Review of the ED treatment/ management plan dated 10/19/17 at 6:27 PM, showed:

- Patient #20 admitted to thoughts of suicide earlier, but denied any seriousness of doing so;
- The patient stated "I have too much to live for";
- The patient was to follow up in the morning for further evaluation; and
- ED physician C felt the patient was safe for discharge.

Review of the ED disposition dated 10/19/17 at 5:19 PM, showed:

- The patient was to follow up with psychiatry in the morning for a formal psychiatric evaluation for possible medication adjustment; and
- The husband told the nurse he would stay with the patient all night and ensure that the patient would follow up with psychiatry in the morning.

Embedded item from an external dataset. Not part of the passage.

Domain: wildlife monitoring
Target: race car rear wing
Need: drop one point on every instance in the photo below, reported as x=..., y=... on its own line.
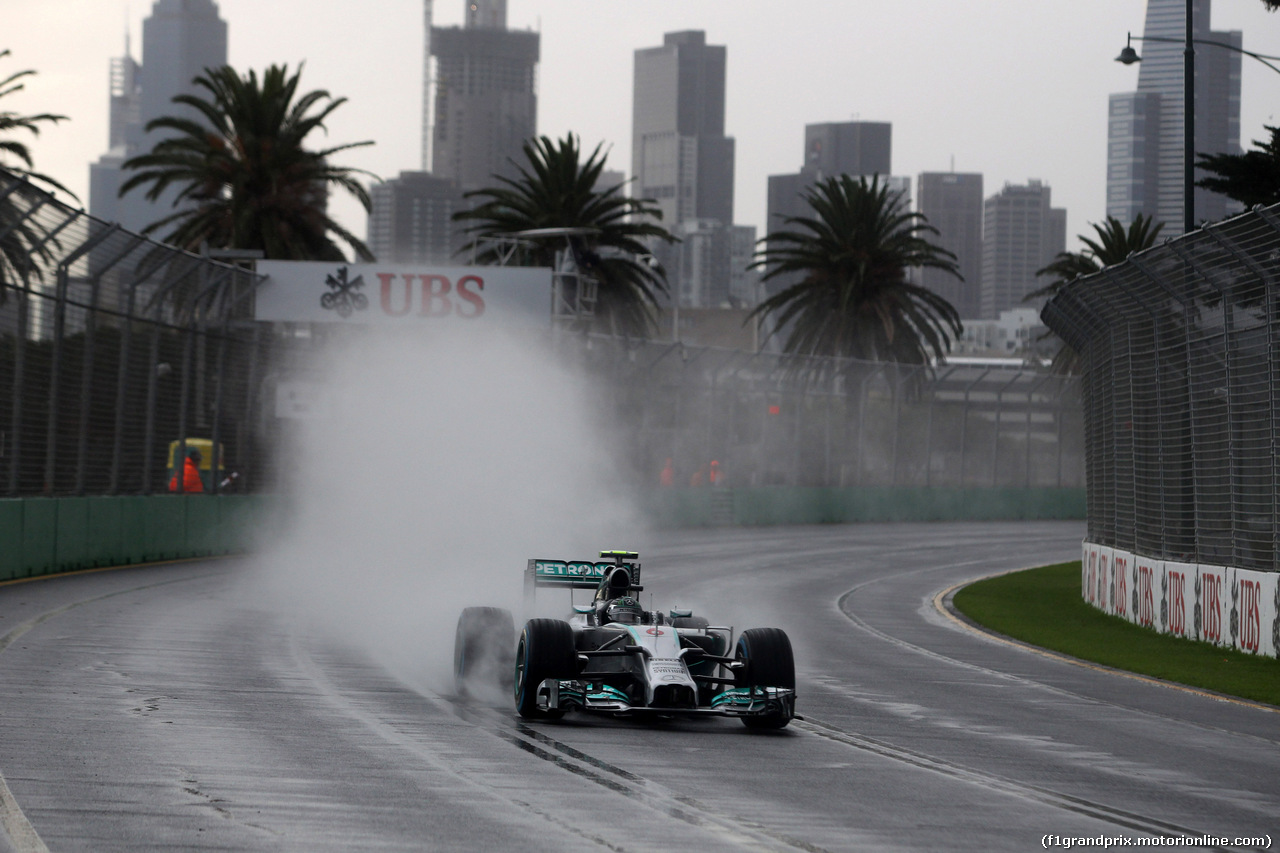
x=579, y=574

During an interview on 10/26/17 at 9:25 AM, ED Physician C stated that:

- He remembered Patient #20 and the events on 10/19/17;
- He never spoke with the PCP that presented with the patient;
- The evaluation of the patient showed she had suicidal thoughts;
- The patient had searched the internet on suicide;
- The search scared her, so she requested help;
- The patient had intermittent thoughts of suicide;
- Physician C never arranged for transfer to an inpatient psychiatric facility; and
- Physician C thought the patient was safe for discharge home on a safety plan with follow up with psychiatry for further treatment.

During an interview on 10/26/17 at 9:15 AM, the hospital's Chief Medical Director stated that the facility had the capability to hold a patient on 96 hour hold. If a patient was at risk of harming themselves or others, it was the facility's responsibility to protect that patient.